Listening to the future governor yesterday, I couldn't help thinking that he might change the attitude to economic policy in the UK, by reminding us that what we're living through is not just "exceptional" - a word he used a lot today - but worth getting worked up about.

Put it another way: he may have no burning desire to change the Bank's formal target, but you can't help thinking Governor Carney will raise the bar for the economy more generally.

Many in Westminster and beyond have started to think 1% growth in a year is a good result in an economy that is still 3% smaller than it was five years ago and in which nearly 20% of young people not in full-time education are out of work.

This isn't a party political point: it's a statement of fact. We have all got rather used to a flat economy. Any GDP number with a plus sign in front of it is starting to feel like an achievement.

The director of the IFS, Paul Johnson, said this week that we shouldn't lose our sense of "shock and awe" at what we've been living through. To judge by his testimony, Mark Carney hasn't lost it yet.

Perhaps he will conclude, like Sir Mervyn King, that there is not much that the central bank, or anyone else, can do to make this process of economic rebalancing any easier, or shorter. But he doesn't seem to be quite there yet.

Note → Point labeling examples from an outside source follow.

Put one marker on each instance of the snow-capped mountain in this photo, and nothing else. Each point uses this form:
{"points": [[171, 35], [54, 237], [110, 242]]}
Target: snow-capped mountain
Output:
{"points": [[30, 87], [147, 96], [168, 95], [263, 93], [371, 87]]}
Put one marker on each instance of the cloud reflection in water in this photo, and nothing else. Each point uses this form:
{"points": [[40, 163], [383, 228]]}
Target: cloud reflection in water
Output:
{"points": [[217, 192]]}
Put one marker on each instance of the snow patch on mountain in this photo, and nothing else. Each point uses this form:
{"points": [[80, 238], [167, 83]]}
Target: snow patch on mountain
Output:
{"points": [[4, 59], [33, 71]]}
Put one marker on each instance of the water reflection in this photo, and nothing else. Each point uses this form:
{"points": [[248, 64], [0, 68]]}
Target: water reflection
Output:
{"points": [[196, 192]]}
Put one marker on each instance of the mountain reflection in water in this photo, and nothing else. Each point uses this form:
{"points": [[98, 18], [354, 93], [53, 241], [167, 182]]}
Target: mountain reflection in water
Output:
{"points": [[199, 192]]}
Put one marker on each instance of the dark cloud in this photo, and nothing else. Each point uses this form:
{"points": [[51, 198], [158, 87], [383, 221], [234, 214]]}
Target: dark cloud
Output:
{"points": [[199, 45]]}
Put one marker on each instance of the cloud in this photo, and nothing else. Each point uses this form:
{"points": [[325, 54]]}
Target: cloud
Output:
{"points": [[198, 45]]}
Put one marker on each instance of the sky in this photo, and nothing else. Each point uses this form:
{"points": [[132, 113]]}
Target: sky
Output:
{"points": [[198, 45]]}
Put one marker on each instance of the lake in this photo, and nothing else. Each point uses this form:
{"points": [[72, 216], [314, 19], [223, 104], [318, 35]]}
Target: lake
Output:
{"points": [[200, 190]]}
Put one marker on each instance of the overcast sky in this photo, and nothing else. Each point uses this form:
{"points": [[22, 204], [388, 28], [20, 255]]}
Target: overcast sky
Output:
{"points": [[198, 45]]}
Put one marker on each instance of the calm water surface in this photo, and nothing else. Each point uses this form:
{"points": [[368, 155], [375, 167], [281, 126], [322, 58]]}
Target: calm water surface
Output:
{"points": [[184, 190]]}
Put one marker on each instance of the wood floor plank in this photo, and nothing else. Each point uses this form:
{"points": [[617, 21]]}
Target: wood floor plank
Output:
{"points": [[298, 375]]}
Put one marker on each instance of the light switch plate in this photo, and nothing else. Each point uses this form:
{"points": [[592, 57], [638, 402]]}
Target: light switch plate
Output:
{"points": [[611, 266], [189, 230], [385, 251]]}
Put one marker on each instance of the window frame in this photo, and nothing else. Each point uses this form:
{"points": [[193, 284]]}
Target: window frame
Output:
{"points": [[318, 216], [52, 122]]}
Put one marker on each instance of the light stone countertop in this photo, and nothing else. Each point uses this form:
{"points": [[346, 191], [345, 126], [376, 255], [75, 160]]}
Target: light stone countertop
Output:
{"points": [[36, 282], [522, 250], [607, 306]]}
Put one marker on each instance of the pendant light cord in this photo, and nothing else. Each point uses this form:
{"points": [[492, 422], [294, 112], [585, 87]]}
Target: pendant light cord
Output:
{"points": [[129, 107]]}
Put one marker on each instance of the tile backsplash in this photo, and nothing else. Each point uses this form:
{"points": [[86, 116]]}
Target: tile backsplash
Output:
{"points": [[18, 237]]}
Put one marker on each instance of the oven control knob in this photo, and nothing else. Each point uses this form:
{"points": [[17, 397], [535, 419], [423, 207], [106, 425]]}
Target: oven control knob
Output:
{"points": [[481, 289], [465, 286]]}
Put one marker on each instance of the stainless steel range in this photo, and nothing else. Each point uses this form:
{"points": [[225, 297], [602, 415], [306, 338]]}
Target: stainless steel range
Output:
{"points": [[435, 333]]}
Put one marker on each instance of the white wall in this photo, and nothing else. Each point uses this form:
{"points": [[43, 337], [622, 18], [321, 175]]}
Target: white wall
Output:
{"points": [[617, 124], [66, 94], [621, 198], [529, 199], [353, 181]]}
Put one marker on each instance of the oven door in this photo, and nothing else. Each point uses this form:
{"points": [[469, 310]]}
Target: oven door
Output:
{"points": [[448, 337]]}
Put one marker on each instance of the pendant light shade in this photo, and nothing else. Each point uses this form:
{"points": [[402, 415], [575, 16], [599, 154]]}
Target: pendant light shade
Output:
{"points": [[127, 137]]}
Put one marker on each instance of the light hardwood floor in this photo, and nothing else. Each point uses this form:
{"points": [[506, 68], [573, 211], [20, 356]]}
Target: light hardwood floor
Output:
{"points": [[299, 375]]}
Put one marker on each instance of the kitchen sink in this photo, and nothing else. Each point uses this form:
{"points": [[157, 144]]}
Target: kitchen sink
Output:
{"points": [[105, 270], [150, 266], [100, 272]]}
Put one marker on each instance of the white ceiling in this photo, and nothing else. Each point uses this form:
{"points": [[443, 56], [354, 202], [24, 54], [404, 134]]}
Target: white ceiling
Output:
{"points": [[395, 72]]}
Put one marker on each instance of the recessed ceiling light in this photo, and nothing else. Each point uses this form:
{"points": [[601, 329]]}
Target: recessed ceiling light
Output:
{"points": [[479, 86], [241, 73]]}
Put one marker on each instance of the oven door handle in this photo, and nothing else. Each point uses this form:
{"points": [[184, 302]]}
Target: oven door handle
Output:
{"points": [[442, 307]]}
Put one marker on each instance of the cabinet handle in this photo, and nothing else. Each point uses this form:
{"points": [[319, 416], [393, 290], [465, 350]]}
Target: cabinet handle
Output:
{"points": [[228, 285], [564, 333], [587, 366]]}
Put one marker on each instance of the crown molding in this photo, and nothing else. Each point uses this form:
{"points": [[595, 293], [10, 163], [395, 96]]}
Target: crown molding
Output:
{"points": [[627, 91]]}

We've spent months debating the finer points of Mark Carney's monetary policy philosophy and the difference it might make. We may have missed the most important thing separating him from every other senior policy maker in the UK, and the best reason for the chancellor to import him.

Governor Carney has not spent the last five years living in the UK; he's been living in a country that's been doing a lot better. That might end up making quite a difference.